This is a simple question on usage of the date parsing symbols in strftime. Given dates in the following format:
mydt = "25-06 01:02:03"
Then my attempt at a proper parsing string is :
DateFormat = '%d-%m %H:%M:%S'
But apparently that is incorrect:
import dateutil.parser
DateFormat = '%d-%m %H:%M:%S'
mydt = "25-06 01:02:03"
dateutil.parser.parse(mydt).strftime(DateFormat)
ValueError: month must be in 1..12
Please suggest the appropriate tweak/fix to the parsing pattern.
The dateutil.parser.parse()
function takes no formatter. It parses a wide range of datetime formats without configuration.
Use the datetime.datetime.strptime()
class method instead:
from datetime import datetime
result = datetime.strptime(mydt, DateFormat)
Take into account that without a year in the input, the resulting datetime()

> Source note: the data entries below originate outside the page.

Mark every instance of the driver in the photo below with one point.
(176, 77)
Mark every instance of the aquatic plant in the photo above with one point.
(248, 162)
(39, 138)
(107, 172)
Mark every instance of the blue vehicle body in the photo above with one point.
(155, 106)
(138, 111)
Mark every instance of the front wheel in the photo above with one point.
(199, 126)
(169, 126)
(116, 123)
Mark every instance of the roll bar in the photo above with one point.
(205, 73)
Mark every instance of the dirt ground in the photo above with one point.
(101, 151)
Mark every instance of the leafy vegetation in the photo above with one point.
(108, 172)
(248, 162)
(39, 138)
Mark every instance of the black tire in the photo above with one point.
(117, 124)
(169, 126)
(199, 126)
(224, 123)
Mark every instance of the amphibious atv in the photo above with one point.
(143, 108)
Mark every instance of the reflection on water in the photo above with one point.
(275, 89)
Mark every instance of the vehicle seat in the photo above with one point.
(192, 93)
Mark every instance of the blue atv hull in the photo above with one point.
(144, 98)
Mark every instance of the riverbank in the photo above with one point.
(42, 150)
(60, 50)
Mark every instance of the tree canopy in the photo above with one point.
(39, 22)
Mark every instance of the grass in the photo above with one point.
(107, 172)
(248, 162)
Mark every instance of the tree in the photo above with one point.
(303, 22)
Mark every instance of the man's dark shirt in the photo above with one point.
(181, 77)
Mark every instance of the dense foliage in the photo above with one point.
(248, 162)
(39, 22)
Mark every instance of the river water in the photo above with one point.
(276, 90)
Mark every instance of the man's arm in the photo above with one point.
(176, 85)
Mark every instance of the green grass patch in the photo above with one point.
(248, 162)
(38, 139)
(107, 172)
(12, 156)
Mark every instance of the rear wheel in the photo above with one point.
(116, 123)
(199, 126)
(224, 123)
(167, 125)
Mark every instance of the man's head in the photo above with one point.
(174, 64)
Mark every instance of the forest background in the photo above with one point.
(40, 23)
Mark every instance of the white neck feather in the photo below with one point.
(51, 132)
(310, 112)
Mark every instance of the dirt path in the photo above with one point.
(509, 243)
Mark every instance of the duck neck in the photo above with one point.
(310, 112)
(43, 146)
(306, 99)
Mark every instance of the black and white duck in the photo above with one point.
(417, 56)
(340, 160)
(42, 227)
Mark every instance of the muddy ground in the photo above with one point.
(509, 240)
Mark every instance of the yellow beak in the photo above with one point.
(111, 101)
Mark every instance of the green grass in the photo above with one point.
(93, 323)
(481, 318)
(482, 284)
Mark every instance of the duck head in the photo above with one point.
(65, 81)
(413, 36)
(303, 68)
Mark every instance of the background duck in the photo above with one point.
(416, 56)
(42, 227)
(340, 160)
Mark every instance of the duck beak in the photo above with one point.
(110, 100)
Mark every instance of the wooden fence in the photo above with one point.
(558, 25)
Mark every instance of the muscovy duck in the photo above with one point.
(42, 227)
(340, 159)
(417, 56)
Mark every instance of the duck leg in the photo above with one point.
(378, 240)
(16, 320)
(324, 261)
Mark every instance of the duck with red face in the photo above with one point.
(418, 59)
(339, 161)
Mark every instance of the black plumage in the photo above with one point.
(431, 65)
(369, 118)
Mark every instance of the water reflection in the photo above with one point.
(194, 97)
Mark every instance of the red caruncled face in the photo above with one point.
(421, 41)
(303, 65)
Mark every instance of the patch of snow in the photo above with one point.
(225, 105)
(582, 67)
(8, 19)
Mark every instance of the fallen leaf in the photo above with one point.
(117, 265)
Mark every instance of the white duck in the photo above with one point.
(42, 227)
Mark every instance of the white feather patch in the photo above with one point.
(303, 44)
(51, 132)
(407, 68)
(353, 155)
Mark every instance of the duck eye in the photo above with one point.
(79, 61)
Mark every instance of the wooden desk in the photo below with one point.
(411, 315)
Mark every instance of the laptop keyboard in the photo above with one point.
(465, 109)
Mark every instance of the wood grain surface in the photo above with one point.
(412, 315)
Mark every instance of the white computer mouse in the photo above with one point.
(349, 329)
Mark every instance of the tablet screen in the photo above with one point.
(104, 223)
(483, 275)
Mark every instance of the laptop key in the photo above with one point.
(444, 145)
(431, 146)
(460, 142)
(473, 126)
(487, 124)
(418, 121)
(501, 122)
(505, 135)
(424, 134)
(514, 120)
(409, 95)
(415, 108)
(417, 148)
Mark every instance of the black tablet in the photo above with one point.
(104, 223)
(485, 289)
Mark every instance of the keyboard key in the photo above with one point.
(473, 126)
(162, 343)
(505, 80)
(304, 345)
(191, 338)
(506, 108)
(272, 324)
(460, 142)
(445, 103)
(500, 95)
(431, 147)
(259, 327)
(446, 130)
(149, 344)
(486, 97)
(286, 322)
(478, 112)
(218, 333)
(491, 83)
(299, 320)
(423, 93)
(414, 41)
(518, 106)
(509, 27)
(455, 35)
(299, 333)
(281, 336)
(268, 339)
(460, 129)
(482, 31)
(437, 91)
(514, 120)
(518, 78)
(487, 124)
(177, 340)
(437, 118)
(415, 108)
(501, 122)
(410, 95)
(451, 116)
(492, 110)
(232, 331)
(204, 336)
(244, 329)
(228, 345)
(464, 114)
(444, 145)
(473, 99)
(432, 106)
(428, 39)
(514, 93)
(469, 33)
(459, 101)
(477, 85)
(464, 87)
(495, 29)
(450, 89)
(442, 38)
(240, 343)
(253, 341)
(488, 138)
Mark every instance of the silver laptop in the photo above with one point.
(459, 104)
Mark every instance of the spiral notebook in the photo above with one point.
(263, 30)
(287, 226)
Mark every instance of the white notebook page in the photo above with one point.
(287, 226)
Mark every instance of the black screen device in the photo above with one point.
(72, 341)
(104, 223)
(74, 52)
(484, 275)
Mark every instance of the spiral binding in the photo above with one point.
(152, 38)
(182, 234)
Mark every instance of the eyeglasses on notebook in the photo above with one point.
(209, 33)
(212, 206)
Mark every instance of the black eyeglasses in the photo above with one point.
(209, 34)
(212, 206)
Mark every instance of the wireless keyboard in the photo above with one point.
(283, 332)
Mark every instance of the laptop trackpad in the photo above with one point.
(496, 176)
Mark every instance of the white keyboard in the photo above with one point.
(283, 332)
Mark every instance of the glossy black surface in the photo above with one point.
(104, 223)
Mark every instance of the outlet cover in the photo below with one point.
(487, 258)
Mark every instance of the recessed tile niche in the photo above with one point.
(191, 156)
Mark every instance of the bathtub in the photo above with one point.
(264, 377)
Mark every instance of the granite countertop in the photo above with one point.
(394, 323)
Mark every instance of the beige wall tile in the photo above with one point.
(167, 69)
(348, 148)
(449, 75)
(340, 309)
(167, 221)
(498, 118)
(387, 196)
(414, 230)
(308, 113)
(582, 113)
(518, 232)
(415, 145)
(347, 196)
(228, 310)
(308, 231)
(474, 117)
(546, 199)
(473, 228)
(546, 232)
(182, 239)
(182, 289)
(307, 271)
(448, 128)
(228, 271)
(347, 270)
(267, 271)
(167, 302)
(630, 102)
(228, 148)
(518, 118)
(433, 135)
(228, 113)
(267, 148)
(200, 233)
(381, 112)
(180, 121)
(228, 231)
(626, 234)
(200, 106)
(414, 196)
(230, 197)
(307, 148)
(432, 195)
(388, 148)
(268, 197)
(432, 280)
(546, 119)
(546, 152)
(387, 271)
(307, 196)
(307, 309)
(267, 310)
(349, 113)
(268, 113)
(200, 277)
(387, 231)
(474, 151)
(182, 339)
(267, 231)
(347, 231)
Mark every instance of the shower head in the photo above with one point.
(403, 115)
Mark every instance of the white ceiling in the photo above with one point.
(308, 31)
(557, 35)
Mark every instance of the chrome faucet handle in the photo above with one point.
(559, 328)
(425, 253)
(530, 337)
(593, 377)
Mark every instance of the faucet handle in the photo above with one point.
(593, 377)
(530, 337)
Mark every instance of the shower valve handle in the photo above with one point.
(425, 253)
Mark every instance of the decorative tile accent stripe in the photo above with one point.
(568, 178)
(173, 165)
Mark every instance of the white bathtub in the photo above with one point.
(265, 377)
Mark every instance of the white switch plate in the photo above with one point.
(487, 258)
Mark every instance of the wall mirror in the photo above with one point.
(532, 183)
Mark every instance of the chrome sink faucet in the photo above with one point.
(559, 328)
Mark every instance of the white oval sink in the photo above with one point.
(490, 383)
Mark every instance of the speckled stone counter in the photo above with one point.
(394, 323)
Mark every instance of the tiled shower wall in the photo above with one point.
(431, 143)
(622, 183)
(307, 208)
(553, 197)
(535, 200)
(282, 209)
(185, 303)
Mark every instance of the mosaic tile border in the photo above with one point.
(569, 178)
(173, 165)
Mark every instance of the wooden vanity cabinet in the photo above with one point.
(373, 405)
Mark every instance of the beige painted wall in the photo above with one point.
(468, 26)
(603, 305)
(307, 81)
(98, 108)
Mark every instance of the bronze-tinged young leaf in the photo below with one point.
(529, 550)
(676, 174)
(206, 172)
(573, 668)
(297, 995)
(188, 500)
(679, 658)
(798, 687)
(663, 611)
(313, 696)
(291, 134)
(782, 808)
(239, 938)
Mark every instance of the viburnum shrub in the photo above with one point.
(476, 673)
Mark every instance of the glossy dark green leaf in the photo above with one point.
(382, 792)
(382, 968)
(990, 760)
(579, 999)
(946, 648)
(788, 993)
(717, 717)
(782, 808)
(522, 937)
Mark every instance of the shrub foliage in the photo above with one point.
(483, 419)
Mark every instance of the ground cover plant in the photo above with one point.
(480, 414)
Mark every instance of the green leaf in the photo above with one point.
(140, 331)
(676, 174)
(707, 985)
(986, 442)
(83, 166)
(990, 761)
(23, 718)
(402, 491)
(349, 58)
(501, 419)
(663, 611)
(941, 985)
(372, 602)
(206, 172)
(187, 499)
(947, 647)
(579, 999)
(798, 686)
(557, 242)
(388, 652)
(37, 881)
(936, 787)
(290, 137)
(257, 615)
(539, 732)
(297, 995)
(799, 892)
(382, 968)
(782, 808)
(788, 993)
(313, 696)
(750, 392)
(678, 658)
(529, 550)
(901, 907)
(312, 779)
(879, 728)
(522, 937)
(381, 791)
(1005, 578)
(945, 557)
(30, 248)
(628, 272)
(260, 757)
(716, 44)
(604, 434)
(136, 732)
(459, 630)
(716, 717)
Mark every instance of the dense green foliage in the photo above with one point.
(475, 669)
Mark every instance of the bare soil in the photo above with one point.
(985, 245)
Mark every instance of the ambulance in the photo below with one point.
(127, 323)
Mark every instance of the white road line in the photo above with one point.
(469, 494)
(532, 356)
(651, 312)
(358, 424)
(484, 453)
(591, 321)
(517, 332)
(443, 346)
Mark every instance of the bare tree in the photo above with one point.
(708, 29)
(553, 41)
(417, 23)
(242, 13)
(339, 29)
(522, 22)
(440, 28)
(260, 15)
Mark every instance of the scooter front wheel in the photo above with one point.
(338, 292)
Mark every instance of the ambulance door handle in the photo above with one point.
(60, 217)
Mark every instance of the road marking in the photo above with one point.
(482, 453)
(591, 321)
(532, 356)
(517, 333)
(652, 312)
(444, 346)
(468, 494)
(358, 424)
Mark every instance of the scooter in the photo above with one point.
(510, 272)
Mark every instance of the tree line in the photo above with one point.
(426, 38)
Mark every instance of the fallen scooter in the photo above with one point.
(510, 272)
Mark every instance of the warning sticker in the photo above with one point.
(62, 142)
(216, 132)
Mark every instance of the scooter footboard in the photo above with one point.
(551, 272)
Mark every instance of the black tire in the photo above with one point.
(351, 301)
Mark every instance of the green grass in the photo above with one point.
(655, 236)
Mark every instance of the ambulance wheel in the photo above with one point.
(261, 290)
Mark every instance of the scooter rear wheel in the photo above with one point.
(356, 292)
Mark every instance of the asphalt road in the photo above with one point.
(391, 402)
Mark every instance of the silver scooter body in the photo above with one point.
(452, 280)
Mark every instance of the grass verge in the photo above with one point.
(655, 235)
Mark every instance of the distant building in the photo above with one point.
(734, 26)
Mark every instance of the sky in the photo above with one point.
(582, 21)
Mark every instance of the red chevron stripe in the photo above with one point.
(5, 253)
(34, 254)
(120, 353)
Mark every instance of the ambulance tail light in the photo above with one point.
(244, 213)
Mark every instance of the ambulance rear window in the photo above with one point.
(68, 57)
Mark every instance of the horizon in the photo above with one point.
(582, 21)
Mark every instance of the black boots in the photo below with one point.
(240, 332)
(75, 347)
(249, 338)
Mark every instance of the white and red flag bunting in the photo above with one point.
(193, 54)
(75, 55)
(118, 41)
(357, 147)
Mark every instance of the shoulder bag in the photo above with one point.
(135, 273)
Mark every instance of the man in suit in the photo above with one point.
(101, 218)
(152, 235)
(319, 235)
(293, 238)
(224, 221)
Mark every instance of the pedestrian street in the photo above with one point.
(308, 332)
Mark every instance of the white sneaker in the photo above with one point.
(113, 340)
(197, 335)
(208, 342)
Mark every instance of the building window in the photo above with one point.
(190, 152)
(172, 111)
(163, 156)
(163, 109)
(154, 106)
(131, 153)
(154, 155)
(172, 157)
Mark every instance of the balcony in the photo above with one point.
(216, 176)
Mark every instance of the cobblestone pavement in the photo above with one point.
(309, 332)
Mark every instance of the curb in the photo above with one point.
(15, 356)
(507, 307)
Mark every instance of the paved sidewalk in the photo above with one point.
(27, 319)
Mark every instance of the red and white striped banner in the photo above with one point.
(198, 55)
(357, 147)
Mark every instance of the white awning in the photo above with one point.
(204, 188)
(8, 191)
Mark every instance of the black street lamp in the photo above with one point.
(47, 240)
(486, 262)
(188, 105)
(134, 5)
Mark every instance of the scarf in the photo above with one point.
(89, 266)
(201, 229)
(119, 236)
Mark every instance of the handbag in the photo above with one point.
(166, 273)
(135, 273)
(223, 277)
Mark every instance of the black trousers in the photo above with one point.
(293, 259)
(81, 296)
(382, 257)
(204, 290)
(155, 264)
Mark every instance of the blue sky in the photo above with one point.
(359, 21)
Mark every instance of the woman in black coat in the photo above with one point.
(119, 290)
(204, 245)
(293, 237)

object will have the year set to 1900
. You can always fix that up with the current year:
this_year = datetime.now().year
result = result.replace(year=this_year)
If you need to support February 29th in leap years, add the year to your input and parse that:
DateFormat = '%Y %d-%m %H:%M:%S'
year_prefix = '{:%Y} '.format(datetime.now())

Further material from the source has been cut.